Gegenüber Cicero stellte ein Sprecher des Branchenverbands Kernkraft klar, dass die Betreiber immer noch neue Brennstäbe bestellen können. „Die Anlagen könnten damit im Laufe des kommenden Jahres bestückt werden“, sagte er. „Rechtzeitig vor dem übernächsten Winter.“ Für einen nahtlosen Weiterbetrieb über das Frühjahr 2022 hinaus ist es jetzt also tatsächlich zu spät. Die Kernkraftwerke könnten dann aber pausieren und auf die neuen Brennstäbe warten. Die technischen Details erläutert Wendland in ihrem Cicero-Beitrag.

Ist Deutschland bei Uran-Lieferungen von Russland abhängig?

Diese Behauptung wurde von in die Defensive geratenen Atomkraftgegnern in Deutschland plötzlich aus dem Hut gezaubert. Sie stimmt aber nicht. Zwar haben die deutschen Kernkraftwerksbetreiber Uran aus Russland genutzt, es gibt aber noch einige andere Länder, die diesen Rohstoff liefern können: etwa Australien, Kanada oder Namibia. „Es gibt einen Weltmarkt für Uran“, betonte der Branchenverbandssprecher. Bis aus dem Uran Brennstäbe werden, sind mehrere Zwischenschritte notwendig. „Auch für diese Dienstleistungen gibt es einen Weltmarkt“, sagte er.

Wo werden die Brennelemente hergestellt?

Der letzte Produktionsschritt, die eigentliche Herstellung der Brennelemente, findet für die deutschen Kernkraftwerke traditionell in Schweden (Westinghouse) oder in Deutschland (Framatome) statt.

Ist der Beitrag der verbliebenen Kernkraftwerke nicht zu vernachlässigen?

Die drei noch laufenden Anlagen haben eine Leistung von jeweils rund 1,4 Gigawatt. Das macht zusammen etwa sechs Prozent der gesamten Stromerzeugungskapazität in Deutschland aus. Zum Vergleich: Die deutschen Windkraftanlagen kommen auf insgesamt 64 Gigawatt, also mehr als das 15-fache. Immer wieder hört man daher, der Beitrag der Kernkraftwerke sei zu vernachlässigen. Doch dem liegt ein grober Denkfehler zu Grunde.
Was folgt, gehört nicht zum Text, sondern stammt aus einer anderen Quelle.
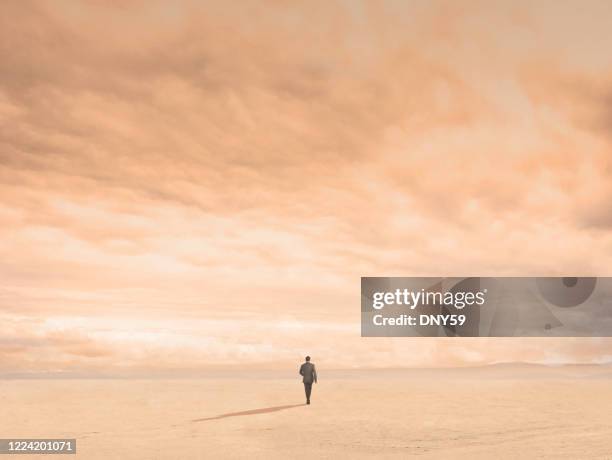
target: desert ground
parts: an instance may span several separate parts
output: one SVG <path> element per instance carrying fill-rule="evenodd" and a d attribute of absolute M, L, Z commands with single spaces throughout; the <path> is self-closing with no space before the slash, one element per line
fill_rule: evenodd
<path fill-rule="evenodd" d="M 86 459 L 612 459 L 609 367 L 319 373 L 310 406 L 289 374 L 5 378 L 0 438 L 77 438 Z"/>

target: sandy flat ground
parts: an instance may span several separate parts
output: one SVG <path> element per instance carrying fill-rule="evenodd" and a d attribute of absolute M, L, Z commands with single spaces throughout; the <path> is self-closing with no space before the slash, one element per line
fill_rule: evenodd
<path fill-rule="evenodd" d="M 88 459 L 612 459 L 612 379 L 588 368 L 339 373 L 310 406 L 302 392 L 287 378 L 0 380 L 0 437 L 77 438 Z"/>

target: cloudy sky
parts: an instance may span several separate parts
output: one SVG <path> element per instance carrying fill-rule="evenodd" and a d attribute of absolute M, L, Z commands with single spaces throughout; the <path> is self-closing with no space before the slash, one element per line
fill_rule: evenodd
<path fill-rule="evenodd" d="M 0 368 L 612 361 L 360 338 L 361 276 L 612 275 L 610 2 L 4 1 Z"/>

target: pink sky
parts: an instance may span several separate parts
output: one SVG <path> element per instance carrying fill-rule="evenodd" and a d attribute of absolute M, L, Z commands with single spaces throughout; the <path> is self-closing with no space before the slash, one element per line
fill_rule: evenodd
<path fill-rule="evenodd" d="M 612 275 L 609 2 L 0 8 L 2 369 L 612 361 L 359 337 L 361 276 Z"/>

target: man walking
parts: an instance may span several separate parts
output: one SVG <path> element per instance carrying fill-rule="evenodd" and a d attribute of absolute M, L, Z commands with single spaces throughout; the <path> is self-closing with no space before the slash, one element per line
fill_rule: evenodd
<path fill-rule="evenodd" d="M 310 404 L 310 392 L 312 391 L 312 382 L 317 383 L 317 370 L 314 364 L 310 362 L 310 356 L 306 356 L 306 362 L 300 366 L 300 375 L 304 378 L 304 391 L 306 392 L 306 404 Z"/>

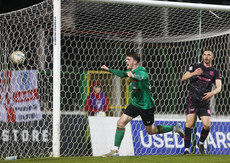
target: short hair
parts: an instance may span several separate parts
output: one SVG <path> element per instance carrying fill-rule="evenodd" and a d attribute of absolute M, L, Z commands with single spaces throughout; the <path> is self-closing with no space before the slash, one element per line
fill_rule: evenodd
<path fill-rule="evenodd" d="M 204 49 L 203 53 L 204 53 L 205 51 L 210 51 L 210 52 L 212 53 L 212 55 L 214 55 L 212 49 Z"/>
<path fill-rule="evenodd" d="M 137 61 L 137 63 L 139 63 L 140 60 L 141 60 L 139 54 L 137 54 L 137 53 L 128 53 L 126 56 L 127 57 L 132 57 L 134 60 Z"/>

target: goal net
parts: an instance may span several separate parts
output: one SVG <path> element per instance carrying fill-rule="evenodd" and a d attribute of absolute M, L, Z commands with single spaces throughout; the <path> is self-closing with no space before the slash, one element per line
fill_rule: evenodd
<path fill-rule="evenodd" d="M 215 55 L 223 89 L 211 99 L 205 149 L 230 154 L 230 12 L 153 4 L 62 1 L 61 156 L 99 156 L 113 146 L 116 122 L 132 99 L 130 81 L 100 67 L 126 70 L 125 55 L 132 51 L 150 75 L 155 125 L 181 122 L 184 128 L 188 82 L 180 79 L 188 66 L 202 60 L 206 48 Z M 44 1 L 1 14 L 0 20 L 0 158 L 52 156 L 53 4 Z M 18 50 L 26 59 L 17 65 L 10 54 Z M 86 111 L 95 82 L 109 103 L 105 115 Z M 194 143 L 201 129 L 198 120 Z M 182 154 L 183 144 L 172 132 L 148 135 L 137 117 L 126 127 L 120 154 Z"/>

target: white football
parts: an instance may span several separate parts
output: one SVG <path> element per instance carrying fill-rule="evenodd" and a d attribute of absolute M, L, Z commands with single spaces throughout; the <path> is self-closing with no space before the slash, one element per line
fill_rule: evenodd
<path fill-rule="evenodd" d="M 21 64 L 25 61 L 25 54 L 21 51 L 15 51 L 10 55 L 10 58 L 15 64 Z"/>

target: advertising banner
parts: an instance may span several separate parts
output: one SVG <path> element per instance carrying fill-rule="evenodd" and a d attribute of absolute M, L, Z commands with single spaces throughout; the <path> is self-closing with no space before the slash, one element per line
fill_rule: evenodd
<path fill-rule="evenodd" d="M 37 70 L 0 72 L 0 121 L 41 120 Z"/>

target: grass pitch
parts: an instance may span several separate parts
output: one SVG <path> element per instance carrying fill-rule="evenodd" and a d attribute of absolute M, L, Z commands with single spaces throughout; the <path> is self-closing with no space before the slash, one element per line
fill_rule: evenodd
<path fill-rule="evenodd" d="M 153 155 L 121 157 L 61 157 L 0 161 L 9 163 L 230 163 L 230 155 Z"/>

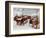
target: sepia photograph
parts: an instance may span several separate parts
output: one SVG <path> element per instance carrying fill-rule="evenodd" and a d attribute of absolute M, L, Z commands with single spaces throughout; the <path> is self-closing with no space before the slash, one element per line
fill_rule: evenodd
<path fill-rule="evenodd" d="M 5 35 L 43 35 L 44 3 L 6 1 Z"/>

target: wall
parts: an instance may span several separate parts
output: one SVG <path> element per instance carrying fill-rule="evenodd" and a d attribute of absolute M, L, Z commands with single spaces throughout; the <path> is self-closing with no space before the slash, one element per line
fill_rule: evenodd
<path fill-rule="evenodd" d="M 5 37 L 5 1 L 6 0 L 0 0 L 0 38 L 6 38 Z M 44 2 L 44 3 L 46 3 L 46 0 L 16 0 L 16 1 Z M 46 6 L 46 4 L 45 4 L 45 6 Z M 45 15 L 46 15 L 46 13 L 45 13 Z M 46 30 L 45 30 L 45 32 L 46 32 Z M 7 38 L 15 38 L 15 37 L 7 37 Z M 20 37 L 16 37 L 16 38 L 46 38 L 46 33 L 45 33 L 45 35 L 20 36 Z"/>

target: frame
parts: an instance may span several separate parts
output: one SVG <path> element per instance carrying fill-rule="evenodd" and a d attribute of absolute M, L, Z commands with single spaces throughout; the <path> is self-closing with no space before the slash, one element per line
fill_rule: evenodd
<path fill-rule="evenodd" d="M 15 25 L 14 23 L 17 25 Z M 13 31 L 13 29 L 15 31 Z M 44 34 L 45 34 L 44 3 L 5 1 L 6 37 Z"/>

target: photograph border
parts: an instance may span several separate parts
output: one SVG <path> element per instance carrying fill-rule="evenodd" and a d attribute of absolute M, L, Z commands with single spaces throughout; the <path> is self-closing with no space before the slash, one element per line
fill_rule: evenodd
<path fill-rule="evenodd" d="M 43 5 L 43 33 L 9 35 L 9 3 L 20 3 L 20 4 L 23 3 L 23 4 Z M 30 35 L 45 35 L 45 3 L 5 1 L 5 36 L 6 37 L 13 37 L 13 36 L 30 36 Z"/>

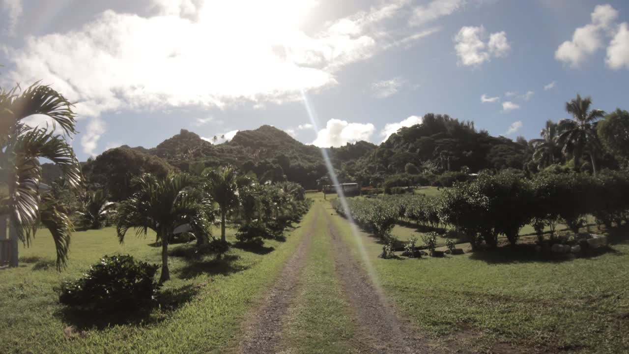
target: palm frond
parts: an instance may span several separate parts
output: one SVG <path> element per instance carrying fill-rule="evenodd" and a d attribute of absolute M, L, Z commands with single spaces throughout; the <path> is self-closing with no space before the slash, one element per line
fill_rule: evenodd
<path fill-rule="evenodd" d="M 8 130 L 27 117 L 40 114 L 53 120 L 53 130 L 58 124 L 66 135 L 77 133 L 73 105 L 62 94 L 39 83 L 20 93 L 18 89 L 0 91 L 0 132 Z"/>

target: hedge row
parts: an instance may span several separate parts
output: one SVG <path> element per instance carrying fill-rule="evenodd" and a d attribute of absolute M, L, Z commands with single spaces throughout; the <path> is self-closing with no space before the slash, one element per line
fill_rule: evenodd
<path fill-rule="evenodd" d="M 388 236 L 394 223 L 403 220 L 432 227 L 450 226 L 465 233 L 472 248 L 482 244 L 496 247 L 499 235 L 516 243 L 520 230 L 528 224 L 541 236 L 545 226 L 552 232 L 559 222 L 578 232 L 587 215 L 608 227 L 627 220 L 629 174 L 544 174 L 532 180 L 511 173 L 481 174 L 474 181 L 455 183 L 437 198 L 350 198 L 348 205 L 347 216 L 381 237 Z M 333 206 L 345 214 L 340 203 Z"/>

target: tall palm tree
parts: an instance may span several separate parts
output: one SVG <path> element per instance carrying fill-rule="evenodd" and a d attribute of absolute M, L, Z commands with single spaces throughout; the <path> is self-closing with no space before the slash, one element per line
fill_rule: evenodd
<path fill-rule="evenodd" d="M 206 238 L 213 219 L 211 201 L 196 188 L 193 178 L 186 174 L 170 173 L 163 180 L 149 174 L 136 178 L 136 191 L 120 203 L 116 231 L 120 243 L 131 228 L 137 236 L 155 232 L 162 243 L 162 275 L 160 282 L 170 278 L 168 267 L 168 243 L 175 228 L 189 224 L 197 237 Z"/>
<path fill-rule="evenodd" d="M 52 127 L 31 128 L 23 120 L 44 115 Z M 65 266 L 72 223 L 52 194 L 40 190 L 40 159 L 48 159 L 62 171 L 69 186 L 81 182 L 79 163 L 65 137 L 55 134 L 57 125 L 64 135 L 76 134 L 72 105 L 49 86 L 36 83 L 23 91 L 0 88 L 0 183 L 6 185 L 8 197 L 0 200 L 0 215 L 9 214 L 12 237 L 11 265 L 18 265 L 17 241 L 30 244 L 36 227 L 50 230 L 57 248 L 57 267 Z"/>
<path fill-rule="evenodd" d="M 83 197 L 82 211 L 78 212 L 86 228 L 100 229 L 108 214 L 115 203 L 107 200 L 107 194 L 103 190 L 87 191 Z"/>
<path fill-rule="evenodd" d="M 557 141 L 563 147 L 565 155 L 571 155 L 574 159 L 574 169 L 579 171 L 581 159 L 584 152 L 590 156 L 592 169 L 596 174 L 597 169 L 596 155 L 600 149 L 600 143 L 596 135 L 596 120 L 604 117 L 605 112 L 601 110 L 590 110 L 592 99 L 581 98 L 580 94 L 569 102 L 565 103 L 565 110 L 572 115 L 572 119 L 562 119 L 558 128 L 559 136 Z"/>
<path fill-rule="evenodd" d="M 559 151 L 557 146 L 557 124 L 550 119 L 546 121 L 544 128 L 540 132 L 542 139 L 533 139 L 531 144 L 535 147 L 533 159 L 540 168 L 554 164 L 555 157 Z"/>
<path fill-rule="evenodd" d="M 221 212 L 221 239 L 225 241 L 225 217 L 227 212 L 238 203 L 238 174 L 236 169 L 228 166 L 218 169 L 206 169 L 203 173 L 206 190 L 218 204 Z"/>

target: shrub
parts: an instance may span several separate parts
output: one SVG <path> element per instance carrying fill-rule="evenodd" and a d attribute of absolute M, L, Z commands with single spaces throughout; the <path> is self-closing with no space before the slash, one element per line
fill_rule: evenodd
<path fill-rule="evenodd" d="M 424 234 L 421 235 L 421 241 L 426 245 L 426 248 L 430 251 L 430 254 L 432 254 L 434 253 L 435 248 L 437 248 L 437 233 L 428 232 Z"/>
<path fill-rule="evenodd" d="M 404 253 L 403 255 L 410 258 L 420 258 L 421 254 L 419 251 L 415 249 L 415 245 L 417 244 L 417 237 L 415 236 L 411 236 L 408 239 L 408 242 L 407 242 L 404 245 Z"/>
<path fill-rule="evenodd" d="M 59 302 L 101 311 L 135 311 L 154 300 L 159 268 L 130 255 L 105 256 L 82 278 L 64 282 Z"/>
<path fill-rule="evenodd" d="M 452 253 L 452 251 L 457 248 L 457 244 L 454 242 L 454 240 L 448 239 L 445 240 L 445 246 L 447 247 L 448 249 L 450 251 L 450 253 Z"/>

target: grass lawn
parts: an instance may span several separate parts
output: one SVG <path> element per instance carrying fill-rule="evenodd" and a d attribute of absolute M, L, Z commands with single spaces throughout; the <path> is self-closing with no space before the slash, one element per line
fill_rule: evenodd
<path fill-rule="evenodd" d="M 309 213 L 304 220 L 311 217 Z M 233 241 L 233 231 L 228 232 L 228 239 Z M 58 273 L 52 238 L 40 231 L 31 248 L 20 248 L 19 268 L 0 270 L 3 353 L 233 352 L 230 348 L 237 347 L 242 338 L 244 316 L 304 232 L 298 227 L 287 234 L 286 242 L 267 241 L 266 246 L 274 249 L 267 254 L 234 248 L 221 261 L 209 256 L 197 260 L 171 256 L 172 280 L 163 288 L 162 308 L 148 316 L 116 323 L 120 319 L 68 312 L 58 304 L 54 289 L 62 280 L 79 277 L 104 254 L 130 253 L 159 264 L 160 248 L 149 246 L 154 235 L 137 238 L 130 232 L 120 245 L 113 228 L 75 232 L 68 268 Z M 188 247 L 171 245 L 170 249 Z M 113 324 L 107 326 L 111 321 Z M 64 334 L 70 326 L 75 326 L 75 333 Z"/>
<path fill-rule="evenodd" d="M 482 352 L 629 351 L 629 228 L 611 235 L 611 251 L 589 258 L 513 260 L 486 252 L 395 260 L 378 258 L 376 239 L 357 239 L 345 219 L 331 217 L 355 256 L 357 243 L 364 244 L 401 316 L 445 342 Z"/>

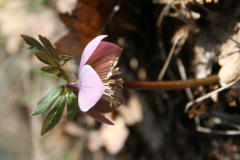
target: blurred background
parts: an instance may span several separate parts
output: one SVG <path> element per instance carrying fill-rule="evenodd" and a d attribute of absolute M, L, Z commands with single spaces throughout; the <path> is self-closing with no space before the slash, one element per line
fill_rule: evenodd
<path fill-rule="evenodd" d="M 43 117 L 29 115 L 45 91 L 66 81 L 40 71 L 44 64 L 20 37 L 47 37 L 58 53 L 74 56 L 68 63 L 74 73 L 87 43 L 107 34 L 106 41 L 123 48 L 119 67 L 124 81 L 232 76 L 225 70 L 234 72 L 236 79 L 239 20 L 239 0 L 0 0 L 0 159 L 240 159 L 239 87 L 184 112 L 187 102 L 219 84 L 123 90 L 124 104 L 106 114 L 115 126 L 81 112 L 67 123 L 65 110 L 60 122 L 41 136 Z M 223 62 L 222 57 L 230 58 Z"/>

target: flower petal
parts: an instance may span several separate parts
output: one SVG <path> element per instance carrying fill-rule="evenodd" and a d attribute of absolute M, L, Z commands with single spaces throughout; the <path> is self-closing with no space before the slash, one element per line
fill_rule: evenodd
<path fill-rule="evenodd" d="M 87 64 L 91 66 L 98 66 L 100 64 L 109 62 L 112 57 L 120 58 L 122 48 L 116 44 L 109 42 L 100 42 L 91 57 L 88 59 Z"/>
<path fill-rule="evenodd" d="M 79 81 L 78 105 L 86 112 L 102 97 L 105 87 L 96 71 L 89 65 L 83 66 Z"/>
<path fill-rule="evenodd" d="M 100 113 L 109 113 L 115 110 L 113 106 L 110 107 L 110 102 L 104 99 L 100 99 L 97 104 L 94 105 L 93 109 Z"/>
<path fill-rule="evenodd" d="M 104 117 L 102 114 L 100 114 L 98 111 L 96 111 L 93 108 L 89 109 L 89 111 L 84 112 L 84 113 L 102 123 L 114 125 L 110 120 L 108 120 L 106 117 Z"/>
<path fill-rule="evenodd" d="M 85 47 L 82 57 L 81 57 L 78 75 L 80 74 L 80 71 L 82 70 L 83 66 L 88 61 L 89 57 L 91 57 L 92 53 L 97 48 L 97 46 L 99 45 L 101 40 L 105 37 L 107 37 L 107 35 L 98 36 L 98 37 L 94 38 L 91 42 L 89 42 L 88 45 Z"/>

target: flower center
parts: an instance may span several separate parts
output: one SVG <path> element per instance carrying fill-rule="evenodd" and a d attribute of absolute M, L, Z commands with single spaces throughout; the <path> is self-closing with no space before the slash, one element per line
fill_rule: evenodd
<path fill-rule="evenodd" d="M 121 74 L 119 72 L 119 68 L 116 68 L 117 63 L 118 57 L 113 57 L 109 62 L 102 64 L 106 66 L 106 68 L 102 68 L 102 71 L 105 71 L 105 74 L 99 74 L 105 87 L 102 99 L 109 101 L 110 106 L 113 106 L 115 109 L 117 109 L 122 104 L 122 100 L 116 90 L 122 90 L 123 88 L 122 79 L 113 79 L 113 76 Z"/>

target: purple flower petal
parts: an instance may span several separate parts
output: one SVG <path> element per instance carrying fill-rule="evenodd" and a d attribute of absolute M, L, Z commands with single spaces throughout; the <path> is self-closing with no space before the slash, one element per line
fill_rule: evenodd
<path fill-rule="evenodd" d="M 91 57 L 88 59 L 87 64 L 91 66 L 98 66 L 105 62 L 109 62 L 112 57 L 120 58 L 122 54 L 122 48 L 116 44 L 109 42 L 100 42 Z"/>
<path fill-rule="evenodd" d="M 83 66 L 79 81 L 78 105 L 86 112 L 102 97 L 105 88 L 96 71 L 89 65 Z"/>
<path fill-rule="evenodd" d="M 108 120 L 106 117 L 104 117 L 102 114 L 100 114 L 98 111 L 95 109 L 91 108 L 89 111 L 84 112 L 86 115 L 98 120 L 99 122 L 109 124 L 109 125 L 114 125 L 110 120 Z"/>
<path fill-rule="evenodd" d="M 97 48 L 98 44 L 105 37 L 107 37 L 107 35 L 98 36 L 98 37 L 94 38 L 91 42 L 89 42 L 88 45 L 85 47 L 85 49 L 83 51 L 83 54 L 82 54 L 82 57 L 81 57 L 81 62 L 80 62 L 80 66 L 79 66 L 78 75 L 80 74 L 80 71 L 82 70 L 83 66 L 88 61 L 89 57 L 92 55 L 94 50 Z"/>

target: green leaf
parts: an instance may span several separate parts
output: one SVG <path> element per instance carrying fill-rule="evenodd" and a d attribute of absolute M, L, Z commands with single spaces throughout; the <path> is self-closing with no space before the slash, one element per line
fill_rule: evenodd
<path fill-rule="evenodd" d="M 26 36 L 26 35 L 21 35 L 21 37 L 24 39 L 24 41 L 30 46 L 30 48 L 37 48 L 40 51 L 44 51 L 44 47 L 34 38 Z"/>
<path fill-rule="evenodd" d="M 55 86 L 47 90 L 47 92 L 45 92 L 38 101 L 37 106 L 32 111 L 31 115 L 41 114 L 46 109 L 48 109 L 51 104 L 57 99 L 57 97 L 59 97 L 62 90 L 62 86 Z"/>
<path fill-rule="evenodd" d="M 60 61 L 59 55 L 56 49 L 52 46 L 51 42 L 46 37 L 43 37 L 41 35 L 38 35 L 38 37 L 42 44 L 44 45 L 44 47 L 46 48 L 46 50 L 48 51 L 48 53 L 50 53 L 59 62 Z"/>
<path fill-rule="evenodd" d="M 45 63 L 45 64 L 48 64 L 48 65 L 51 65 L 51 66 L 56 66 L 56 67 L 61 67 L 60 64 L 48 53 L 45 53 L 45 52 L 36 52 L 34 53 L 37 58 Z"/>
<path fill-rule="evenodd" d="M 73 93 L 73 90 L 70 89 L 67 92 L 67 121 L 70 122 L 78 111 L 79 107 L 77 96 Z"/>
<path fill-rule="evenodd" d="M 46 67 L 42 67 L 41 70 L 43 72 L 54 74 L 54 75 L 58 76 L 59 78 L 65 79 L 68 82 L 71 81 L 71 79 L 69 78 L 67 73 L 62 68 L 55 67 L 55 66 L 46 66 Z"/>
<path fill-rule="evenodd" d="M 54 102 L 52 108 L 49 110 L 46 117 L 44 118 L 41 135 L 44 135 L 59 122 L 63 113 L 65 103 L 65 95 L 59 96 Z"/>
<path fill-rule="evenodd" d="M 40 49 L 38 49 L 37 47 L 28 47 L 27 49 L 30 50 L 32 53 L 42 52 L 42 51 L 41 51 Z"/>
<path fill-rule="evenodd" d="M 60 58 L 60 64 L 66 64 L 72 58 L 73 58 L 73 56 L 62 55 Z"/>

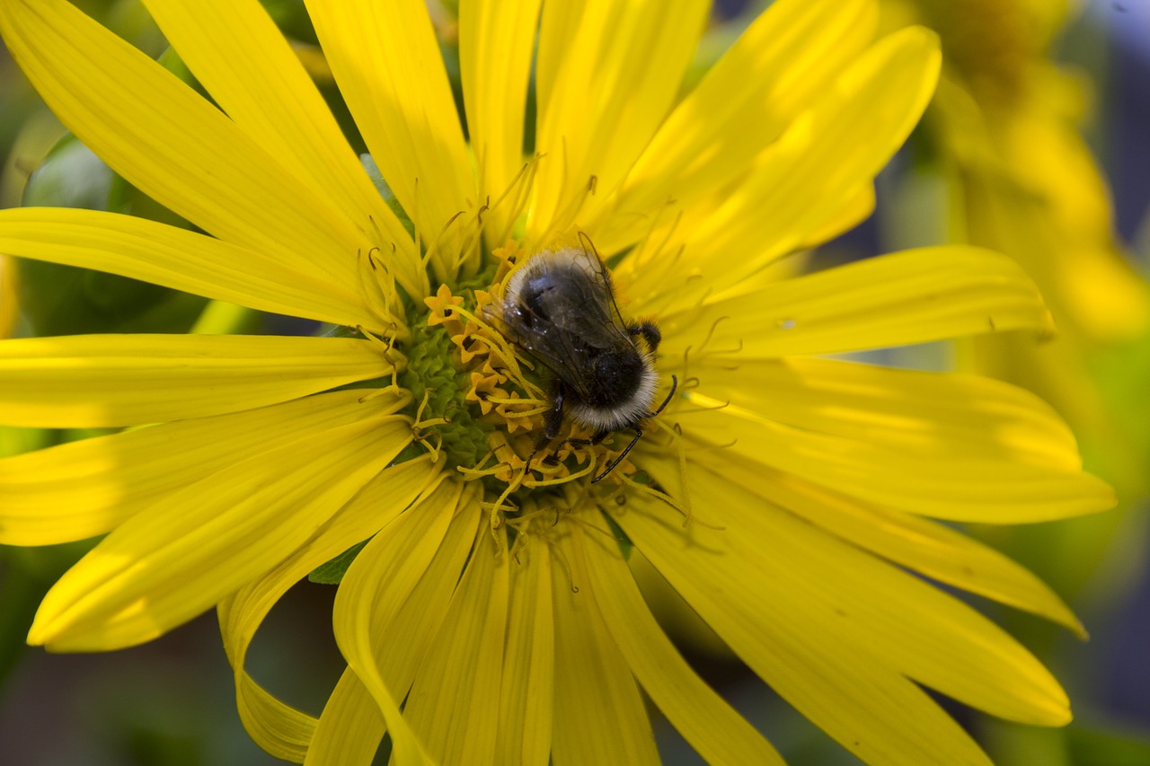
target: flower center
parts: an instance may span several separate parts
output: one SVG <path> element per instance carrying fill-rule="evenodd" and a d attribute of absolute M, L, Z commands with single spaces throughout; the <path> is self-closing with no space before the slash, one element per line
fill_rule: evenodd
<path fill-rule="evenodd" d="M 569 421 L 555 438 L 542 438 L 554 408 L 546 373 L 505 337 L 496 308 L 496 296 L 524 254 L 512 245 L 493 255 L 494 273 L 478 283 L 485 289 L 440 285 L 424 300 L 428 311 L 411 319 L 399 383 L 412 392 L 416 442 L 442 453 L 465 481 L 482 482 L 493 514 L 506 516 L 518 514 L 532 491 L 539 499 L 542 488 L 590 481 L 629 438 L 592 444 L 593 432 Z M 624 460 L 615 473 L 618 483 L 634 467 Z"/>

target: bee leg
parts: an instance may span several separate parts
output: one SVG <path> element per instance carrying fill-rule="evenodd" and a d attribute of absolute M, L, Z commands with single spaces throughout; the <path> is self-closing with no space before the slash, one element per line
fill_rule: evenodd
<path fill-rule="evenodd" d="M 626 458 L 627 453 L 631 451 L 631 447 L 635 446 L 635 444 L 639 441 L 641 436 L 643 436 L 643 429 L 639 428 L 638 426 L 636 426 L 635 427 L 635 438 L 631 439 L 630 443 L 626 447 L 623 447 L 623 451 L 619 453 L 618 458 L 615 458 L 614 460 L 612 460 L 607 465 L 607 467 L 603 469 L 601 474 L 599 474 L 598 476 L 596 476 L 595 478 L 591 480 L 591 483 L 595 484 L 600 478 L 603 478 L 604 476 L 606 476 L 607 474 L 610 474 L 612 470 L 614 470 L 615 466 L 618 466 L 619 464 L 621 464 L 623 461 L 623 458 Z M 599 437 L 599 434 L 596 434 L 596 437 Z M 603 434 L 603 437 L 606 437 L 606 434 Z M 601 441 L 601 438 L 600 438 L 600 441 Z"/>
<path fill-rule="evenodd" d="M 659 343 L 662 340 L 662 334 L 659 332 L 659 328 L 654 325 L 654 322 L 636 322 L 627 328 L 627 334 L 632 338 L 642 337 L 646 340 L 651 353 L 656 352 Z"/>
<path fill-rule="evenodd" d="M 559 430 L 564 427 L 564 397 L 567 393 L 567 389 L 564 382 L 555 380 L 551 384 L 551 401 L 553 403 L 551 409 L 543 414 L 543 434 L 539 438 L 535 439 L 535 446 L 531 449 L 531 454 L 528 455 L 527 462 L 523 465 L 523 475 L 531 468 L 531 460 L 535 459 L 540 451 L 545 450 L 555 437 L 559 436 Z"/>

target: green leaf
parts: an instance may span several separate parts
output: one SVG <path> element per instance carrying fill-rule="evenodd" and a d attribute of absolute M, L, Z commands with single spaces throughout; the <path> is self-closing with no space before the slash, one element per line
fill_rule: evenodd
<path fill-rule="evenodd" d="M 355 557 L 359 556 L 365 545 L 367 545 L 367 541 L 352 545 L 327 564 L 317 566 L 312 574 L 307 575 L 307 579 L 321 585 L 338 585 L 344 579 L 347 567 L 352 565 L 352 561 L 355 560 Z"/>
Die installierte Leistung von Atomkraftwerken mit der von Windkraft- oder Solaranlagen zu vergleichen, ist kompletter Unsinn. Denn diese Zahlen sagen nichts darüber aus, wieviel und vor allem wie verlässlich diese Anlagen tatsächlich Energie liefern. Während die Kernkraftwerke zuverlässig und rund um die Uhr Strom erzeugen und so das Netz stabil halten, schwankt die Erzeugung aus Wind und Sonne wetterbedingt erheblich. Wenn kein Wind weht, liegt die tatsächliche Leistung der angeblich 64 Gigawatt starken Windkraft bei null. Wenn dann nicht ausreichend herkömmliche Kraftwerke einspringen, bricht das Stromnetz zusammen: Es kommt zum Blackout, mit verheerenden Folgen.

Können wir trotzdem auf Kernkraft verzichten?

Eigentlich hatte die Bundesregierung die Idee, dass neue Gaskraftwerke diese lebenswichtige Aufgabe übernehmen sollen. Damit ist seit Putins Einmarsch in die Ukraine Schluss. Was bleibt, sind Kohle- und Ölkraftwerke. Für den Klimaschutz die denkbar schlechteste Option. Kernkraft hingegen ist nahezu CO2-frei. Und da für den kommenden Winter „jede Kilowattstunde zählt“ (Robert Habeck), kann es sich Deutschland eigentlich nicht leisten, auf seine drei letzten Atomkraftwerke zu verzichten.

Und das Endlager-Problem? Wohin mit dem Atommüll? 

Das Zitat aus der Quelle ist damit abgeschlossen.